A friend of mine is a security manager at a university. He keeps metrics for fun, mostly, he says, to torture people with. His project, over the years I've known him, is to constantly improve the service quality, reliability and security of the IT systems under his purview. As you can imagine, that's a job that encompasses management, technology and politics in almost equal degrees. So, he got into collecting metrics because he wanted to be able to bring actual data to the table whenever there was a question about what to do or not to do.
A few years ago, there was a bit of discussion about improving security. A number of researchers' systems and faculty systems had been compromised, and “something must be done” - but what?
My friend presented a short series of charts that showed a breakdown of incidents by management domains: Systems managed under IT's configuration management and independently managed systems. It turned out that IT-managed systems were about half as likely to be compromised as independently managed systems.
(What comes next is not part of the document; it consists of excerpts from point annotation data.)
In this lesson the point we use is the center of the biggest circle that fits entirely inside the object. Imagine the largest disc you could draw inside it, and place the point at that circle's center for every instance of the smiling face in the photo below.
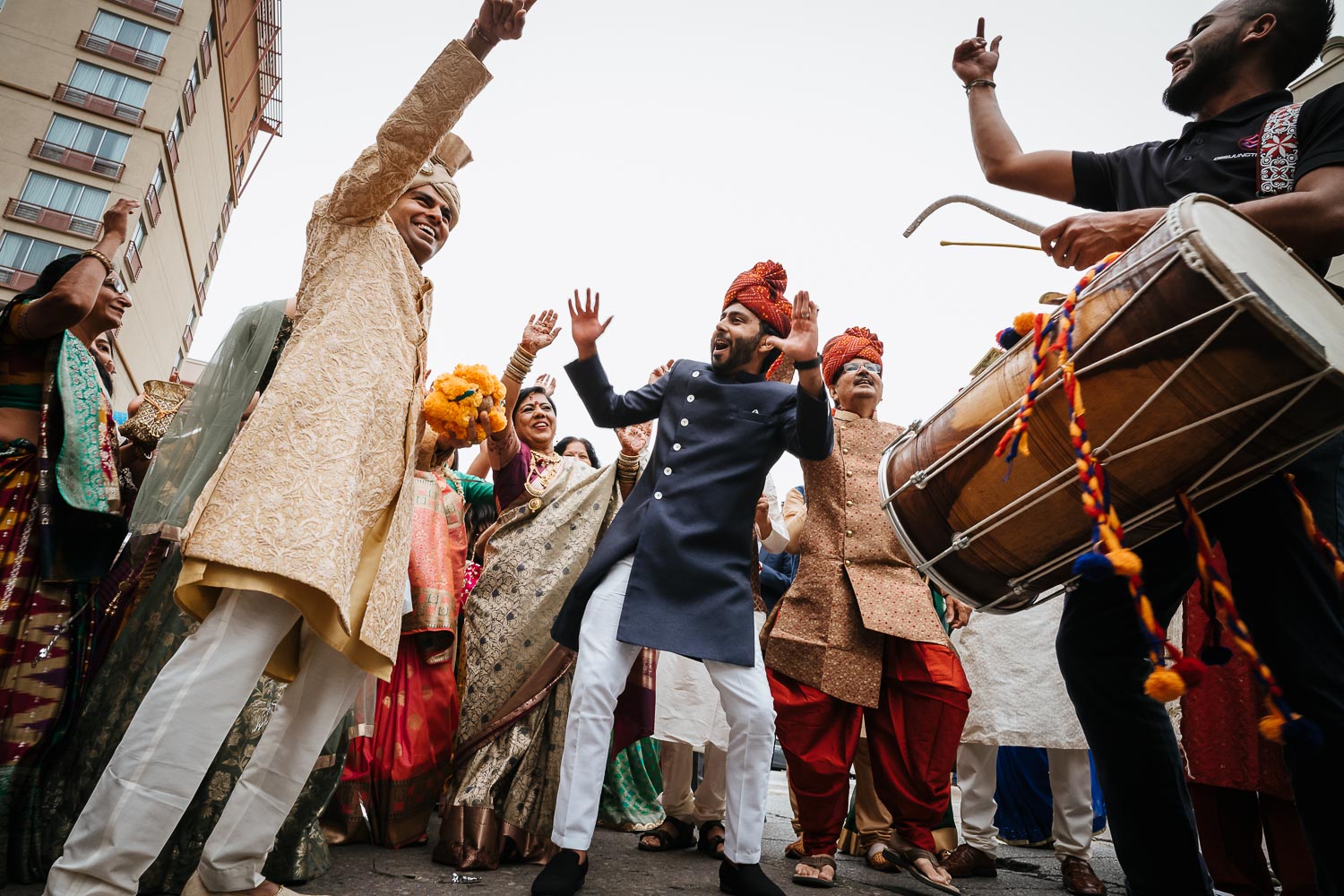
(857, 387)
(1203, 62)
(535, 421)
(737, 340)
(577, 450)
(112, 306)
(422, 217)
(101, 349)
He also presented totals of time spent in incident response, which indicated that not only were independently managed systems nearly twice as likely to be compromised, but that it took almost twice as much time to repair them (presumably because they were unique configurations).
He told me he had a third chart up his sleeve that he never needed to use, which divided the amount of time spent recovering systems by operating system type, because a lot of the independently managed systems were running outdated versions of Windows XP.
The result of the exercise was a decision to bring more systems under IT's configuration management and to disincentivize independent management by not investing as much time in repairing systems. In other words: “If you get your desktop compromised, we're going to take it off the network and let you deal with it” which spurred an almost immediate 75 percent migration to IT-managed systems.
That all sounds so simple, doesn't it? The trick, in this case, was to have all the necessary data on hand – slicing it up and presenting it was easy.
How do you figure out what data to present? In this kind of situation, it's pretty much a matter of looking at what data points you've collected, and then deciding if any of it is relevant.
Obviously, in this case, the key data collection decision was to collect incident data and to include operating system type, system ownership and incident time spent at the time it was collected. The whole exercise would have failed if the data had been pre-lumped into a simple incident count, rather then kept as granular as possible. Always remember that it's pretty easy to add your fields (thereby giving up fine detail) when you want to, but it's harder to re-sort data that has been merged. If you think about it this way, you'll see your data sets and their reduction as a form of compression - you want lossless compression wherever possible. Only merge the data at the last minute, unless you're going to encounter storage problems if you don't pre-compact certain fields.
• Keep your metrics relevant to the problem at hand by reasoning toward the problem, as your goal. “What data do I have that sheds light on this problem?” is the first question to ask.
• Be mindful of how you compact out information from your data and avoid doing it until the last possible time.
• When you're collecting your data, give some thought to how you might want to access it in the future and keep it as fine-grained as possible.
• Storage is cheap; time spent analyzing data is expensive.